Shebe + Serena Together
For complete codebase exploration without token waste:
1. Shebe: "Find usages of authenticate" -> discover files (2ms, 300 tokens)
2. Serena: "Go to definition" -> navigate to implementation (precise)
3. Shebe: "Find similar patterns" -> discover related code (2ms, 300 tokens)
Configuration
Quick Reference
| Variable | Default | Description |
|---|---|---|
SHEBE_INDEX_DIR | ~/.local/state/shebe | Session storage location |
SHEBE_CHUNK_SIZE | 512 | Characters per chunk (100-2000) |
SHEBE_OVERLAP | 64 | Overlap between chunks |
SHEBE_DEFAULT_K | 10 | Default search results count |
SHEBE_MAX_K | 100 | Maximum search results allowed |
Configuration File
Create shebe.toml in your working directory or ~/.config/shebe/shebe.toml:
[indexing]
chunk_size = 512
overlap = 64
max_file_size = 10485760 # 10MB
[search]
default_k = 10
max_k = 100
See CONFIGURATION.md for complete reference.
Documentation
Getting Started
- INSTALLATION.md - Installation and setup guide
- Quick Start Guide - 5-minute setup for Claude Code
Reference
- MCP Tools Reference - Complete API for all 14 tools
- CONFIGURATION.md - All configuration options
- Performance Benchmarks - Detailed performance data
Development
- ARCHITECTURE.md - Developer guide (where/how to change code)

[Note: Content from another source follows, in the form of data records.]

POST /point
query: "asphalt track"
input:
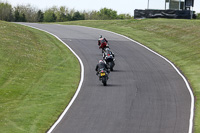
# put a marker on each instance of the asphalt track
(144, 94)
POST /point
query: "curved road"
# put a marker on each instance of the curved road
(144, 94)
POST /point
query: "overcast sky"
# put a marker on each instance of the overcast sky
(121, 6)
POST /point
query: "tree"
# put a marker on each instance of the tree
(78, 16)
(124, 16)
(106, 13)
(49, 16)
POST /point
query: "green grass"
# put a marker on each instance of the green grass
(38, 77)
(177, 40)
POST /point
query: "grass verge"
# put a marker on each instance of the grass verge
(38, 77)
(177, 40)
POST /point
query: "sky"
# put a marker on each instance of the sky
(121, 6)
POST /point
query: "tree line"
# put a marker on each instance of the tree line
(27, 13)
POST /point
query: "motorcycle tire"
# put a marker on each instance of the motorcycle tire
(104, 81)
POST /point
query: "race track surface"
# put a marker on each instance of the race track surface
(144, 94)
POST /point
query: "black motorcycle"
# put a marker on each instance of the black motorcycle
(103, 76)
(109, 59)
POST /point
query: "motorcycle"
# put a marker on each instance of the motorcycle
(103, 76)
(109, 59)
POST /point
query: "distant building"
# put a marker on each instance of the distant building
(179, 4)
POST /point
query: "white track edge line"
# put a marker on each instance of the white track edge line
(80, 83)
(183, 77)
(187, 84)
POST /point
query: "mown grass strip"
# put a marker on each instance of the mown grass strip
(38, 77)
(177, 40)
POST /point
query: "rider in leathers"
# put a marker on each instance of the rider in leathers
(101, 65)
(102, 42)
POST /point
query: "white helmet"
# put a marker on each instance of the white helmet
(100, 61)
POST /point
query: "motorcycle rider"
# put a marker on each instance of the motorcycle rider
(101, 65)
(108, 52)
(102, 42)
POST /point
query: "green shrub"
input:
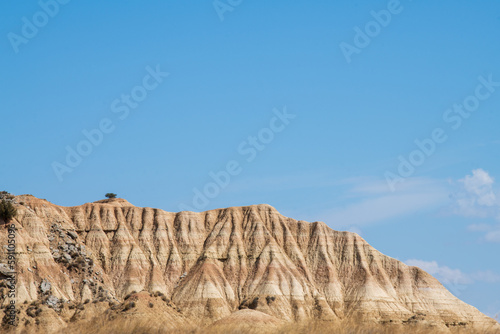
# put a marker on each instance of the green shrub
(7, 210)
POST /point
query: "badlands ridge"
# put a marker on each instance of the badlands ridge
(110, 259)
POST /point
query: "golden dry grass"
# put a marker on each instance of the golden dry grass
(138, 327)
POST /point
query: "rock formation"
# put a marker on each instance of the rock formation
(109, 256)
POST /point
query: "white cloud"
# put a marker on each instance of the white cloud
(376, 203)
(454, 277)
(479, 227)
(478, 197)
(493, 236)
(486, 276)
(444, 274)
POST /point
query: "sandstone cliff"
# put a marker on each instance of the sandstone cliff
(81, 262)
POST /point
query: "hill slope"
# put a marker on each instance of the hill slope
(206, 266)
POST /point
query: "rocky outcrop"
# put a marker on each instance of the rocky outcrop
(207, 266)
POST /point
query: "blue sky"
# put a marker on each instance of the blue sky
(307, 107)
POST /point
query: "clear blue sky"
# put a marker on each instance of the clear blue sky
(355, 113)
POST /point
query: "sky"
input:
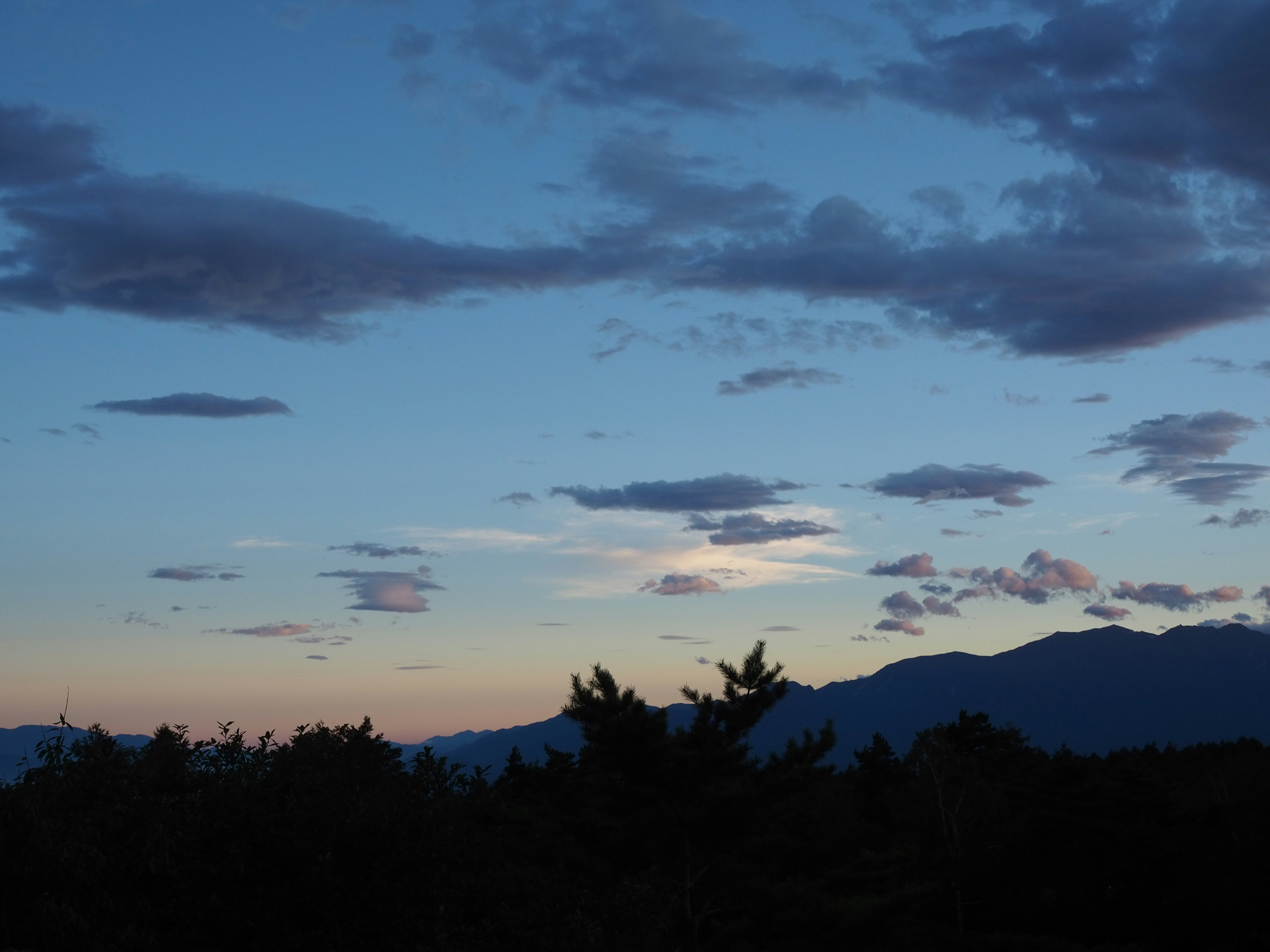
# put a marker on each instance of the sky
(402, 358)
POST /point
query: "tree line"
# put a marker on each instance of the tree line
(648, 838)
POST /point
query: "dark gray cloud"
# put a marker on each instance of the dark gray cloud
(912, 567)
(901, 605)
(752, 529)
(517, 499)
(1108, 612)
(1241, 518)
(933, 483)
(656, 55)
(1179, 450)
(768, 377)
(37, 149)
(1040, 578)
(374, 550)
(700, 496)
(677, 584)
(895, 625)
(1136, 91)
(1175, 597)
(388, 592)
(196, 405)
(193, 573)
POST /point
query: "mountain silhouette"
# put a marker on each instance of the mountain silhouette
(1094, 691)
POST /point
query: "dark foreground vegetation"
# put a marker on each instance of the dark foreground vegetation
(650, 840)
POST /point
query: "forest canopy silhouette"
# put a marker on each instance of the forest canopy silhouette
(650, 838)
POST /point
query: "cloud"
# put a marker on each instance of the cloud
(677, 584)
(754, 529)
(933, 483)
(387, 592)
(659, 55)
(1039, 579)
(207, 405)
(374, 550)
(517, 499)
(1241, 518)
(1173, 447)
(705, 494)
(766, 377)
(1107, 612)
(1175, 598)
(193, 573)
(895, 625)
(276, 630)
(912, 567)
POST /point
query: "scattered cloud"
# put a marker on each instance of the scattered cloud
(895, 625)
(933, 483)
(207, 405)
(912, 567)
(517, 499)
(193, 573)
(1241, 518)
(677, 584)
(1178, 451)
(387, 592)
(768, 377)
(701, 496)
(1107, 612)
(374, 550)
(755, 529)
(1175, 597)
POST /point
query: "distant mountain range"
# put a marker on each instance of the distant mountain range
(1095, 691)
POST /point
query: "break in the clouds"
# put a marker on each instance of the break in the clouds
(1178, 451)
(209, 405)
(1107, 612)
(700, 496)
(662, 55)
(1239, 520)
(895, 625)
(193, 573)
(754, 529)
(785, 375)
(517, 499)
(1175, 597)
(933, 483)
(374, 550)
(912, 567)
(677, 584)
(387, 592)
(1039, 579)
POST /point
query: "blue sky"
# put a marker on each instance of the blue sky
(493, 249)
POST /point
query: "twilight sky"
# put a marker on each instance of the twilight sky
(402, 358)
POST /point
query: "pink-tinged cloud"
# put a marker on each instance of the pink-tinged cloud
(1108, 612)
(900, 625)
(913, 567)
(677, 584)
(1175, 598)
(901, 605)
(387, 592)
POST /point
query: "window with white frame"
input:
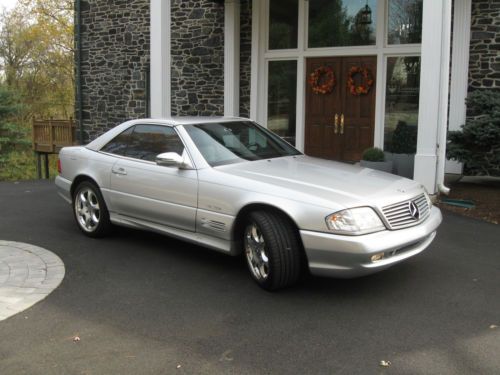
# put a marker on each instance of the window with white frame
(297, 29)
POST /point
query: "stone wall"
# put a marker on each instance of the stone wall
(115, 62)
(197, 37)
(484, 65)
(245, 56)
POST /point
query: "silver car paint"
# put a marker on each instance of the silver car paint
(306, 189)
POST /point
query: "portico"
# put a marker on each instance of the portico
(403, 44)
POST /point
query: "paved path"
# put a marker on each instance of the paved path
(28, 274)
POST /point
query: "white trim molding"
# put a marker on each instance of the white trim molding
(160, 59)
(231, 57)
(459, 71)
(434, 89)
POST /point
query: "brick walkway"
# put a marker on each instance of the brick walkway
(28, 274)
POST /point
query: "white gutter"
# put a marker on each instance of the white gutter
(442, 130)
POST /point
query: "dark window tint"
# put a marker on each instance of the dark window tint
(145, 142)
(230, 142)
(120, 143)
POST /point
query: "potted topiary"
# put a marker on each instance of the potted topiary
(403, 148)
(374, 158)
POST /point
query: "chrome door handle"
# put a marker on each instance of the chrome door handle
(120, 171)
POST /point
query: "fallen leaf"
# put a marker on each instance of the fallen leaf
(385, 363)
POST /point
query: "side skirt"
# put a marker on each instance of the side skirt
(218, 244)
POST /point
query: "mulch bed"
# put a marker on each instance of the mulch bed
(484, 192)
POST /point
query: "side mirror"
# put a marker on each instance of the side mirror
(172, 159)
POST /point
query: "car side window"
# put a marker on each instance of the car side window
(118, 145)
(148, 141)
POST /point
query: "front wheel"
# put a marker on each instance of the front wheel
(272, 250)
(90, 210)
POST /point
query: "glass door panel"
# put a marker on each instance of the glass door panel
(401, 104)
(282, 98)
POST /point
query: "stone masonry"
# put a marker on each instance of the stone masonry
(245, 56)
(197, 38)
(115, 62)
(484, 65)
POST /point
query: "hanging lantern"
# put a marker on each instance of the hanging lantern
(365, 15)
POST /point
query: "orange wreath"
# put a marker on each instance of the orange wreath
(325, 74)
(365, 87)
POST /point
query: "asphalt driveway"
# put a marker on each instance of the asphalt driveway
(141, 303)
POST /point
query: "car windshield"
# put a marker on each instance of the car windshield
(234, 141)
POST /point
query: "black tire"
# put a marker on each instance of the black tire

- CONTRIBUTING.md - How to contribute
- CODE_OF_CONDUCT.md - Community guidelines
- SECURITY.md - Security policy and reporting
Performance
Validated on Istio (5,605 files, Go-heavy) and OpenEMR (6,364 files, PHP polyglot):
| Metric | Result |
|---|---|
| Query latency | 2ms (consistent across all query types) |
| Indexing (Istio) | 11,210 files/sec (0.5s for 5,605 files) |
| Indexing (OpenEMR) | 1,928 files/sec (3.3s for 6,364 files) |
| Token usage | 210-650 tokens/query |
| Polyglot coverage | 11 file types in single query |
See docs/Performance.md for detailed benchmarks.
Architecture
MCP-Only Design
Shebe is accessed exclusively via the MCP protocol, designed for Claude Code integration. No HTTP server required.
System Design
+------------------+
| Claude Code |
+--------+---------+
| MCP (stdio)
+--------v---------+
| shebe-mcp |
| (14 tools) |
+--------+---------+
|
+--------v---------+
| Shared Storage |
| ~/.local/state/ |
| shebe/sessions/ |
+------------------+
See ARCHITECTURE.md for developer guide.
Troubleshooting
| Issue | Cause | Solution |
|---|---|---|
| "Session not found" | Session doesn't exist or typo | Run list_sessions to see available sessions |
| "Schema version mismatch" | Session from older Shebe version | Run upgrade_session to migrate |
| Slow indexing | Disk I/O or large files | Exclude node_modules/, target/, check disk |
| No search results | Empty session or wrong query | Verify with get_session_info, check query syntax |
| "File not found" in read_file | File deleted since indexing | Run reindex_session to update |
| High token usage | Too many results | Reduce k parameter (default: 10) |
For detailed troubleshooting, see docs/guides/mcp-setup-guide.md.
Project Status
Version: 0.6.0 Status: Production Ready - MCP-Only Architecture (14 Tools) Testing: 397 tests (86.76% coverage) + 30 performance scenarios (100% pass rate) Next: Stage 3 (CI/CD Pipeline)
See CHANGELOG.md for version history.
License
See LICENSE.
Contributing
We welcome contributions! Please see CONTRIBUTING.md for detailed guidelines.
Quick checklist:
- Read ARCHITECTURE.md for codebase guide
- All 397 tests must pass (
make test) - Zero clippy warnings (
make clippy) - Max 120 char line length
- Maintain >85% test coverage (currently 86.76%)
- Single commit per feature branch
See CODE_OF_CONDUCT.md for community guidelines.